With his full gear still on and hair dripping with sweat following a jubilant postgame television interview Tuesday, Washington Capitals forward Matt Hendricks decided a shout-out to “the Wagons” was necessary.

It’s the name that has been bestowed on Washington’s depth players in recent years, the sort of term that only those who relish blocking 100-mph slap shots instead of scoring goals can appreciate. But at this moment, minutes after the Capitals clinched their fifth Southeast Division title in six years, it was a pretty good night to be part of the club.

Hendricks, forward Jason Chimera and defenseman John Erskine — all three of whom proudly proclaim themselves “Wagons” — had been voted the stars of the game. In the first period alone, Hendricks scored Washington’s first goal, Chimera tallied the second and Erskine made two saves covering for goalie Braden Holtby.

“Some games we get those chances. Some games we don’t. . . . But it’s getting to be that time of the year when everyone needs to chip in,” Hendricks said.

“You see it every year with the teams that seem to go far. They have that third- and fourth-line scoring where, they’re not scoring every game, but they seem to get a big one when the team needs it.”

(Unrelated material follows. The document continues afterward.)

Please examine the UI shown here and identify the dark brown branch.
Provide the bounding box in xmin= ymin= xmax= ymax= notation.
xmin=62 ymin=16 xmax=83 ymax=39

This, it seems, was the other story line on an evening when the Capitals locked up the No. 3 seed in the Eastern Conference ahead of next week’s start to the Stanley Cup playoffs. Though Washington’s top two lines — featuring stars such as Alex Ovechkin, Nicklas Backstrom, Mike Ribeiro and Troy Brouwer — have carried the scoring burden as the Capitals clawed their way back to the top of the division, the role players will become exponentially more important once the postseason begins.

“It’s what this team needs every once in awhile,” said center Matthieu Perreault, who set up Chimera’s goal and scored another off a rebound Tuesday. “We cannot rely always on our big guys.”

Nobody knows this better than Coach Adam Oates, an assistant coach last year when the New Jersey Devils advanced to the Stanley Cup finals. New Jersey’s fourth line of Ryan Carter, Stephen Gionta and Steve Bernier accounted for 21 points and a plus-11 rating in 24 playoff games, and became a major story line during the Devils’ run.

As Oates noted Wednesday, “It’s funny how every team has those guys that surface in the playoffs.”

Perhaps with that in mind, General Manager George McPhee announced Wednesday that Washington had rewarded depth forwards Eric Fehr and Aaron Volpatti with two-year contract extensions. Fehr will earn $1.4 million next year and $1.6 million in 2014-15. Volpatti is due to make $1.15 million over the next two years.

Their potential contributions in the postseason aren’t lost on Washington’s more high-profile players, either.

“They can be the difference makers and I don’t think that’s what people understand,” defenseman Mike Green said. “The deeper you are, the better off you’re gonna be. The teams are obviously looking at the number one line to shut down and it’s up to your third and fourth lines to pitch in and get goals.”

There was no better example of that than Tuesday, when Washington’s third and fourth lines combined for three goals and three assists against the Jets. And even when they weren’t scoring, both lines consistently pinned Winnipeg in its defensive zone by cycling the puck and applying constant pressure.

With Washington nursing a lead in the third period, Oates also relied on his secondary lines to shut down the Jets’ comeback bid late. Every player on the Capitals’ roster had more than 10 minutes of ice time during Tuesday’s game.

Add in Washington’s dynamic top lines, and an array of defensemen that have become increasingly adept at picking their spots on the offensive end in recent weeks, and it’s no wonder the Capitals have morphed into the relentless team Oates initially envisioned when he began training camp back in January.

“It gives a little bit of relief to the top guys,” fourth-liner Jay Beagle said. “Minutes-wise, they’re not as gassed. If they get playing over 20, 22 minutes, it’s tough for those guys to have energy at the end of the game when we might need them.

“For us to be able to soak up some of those minutes, and also bring energy and keep those lines rolling and keep everyone fresh, that’s how you win championships.”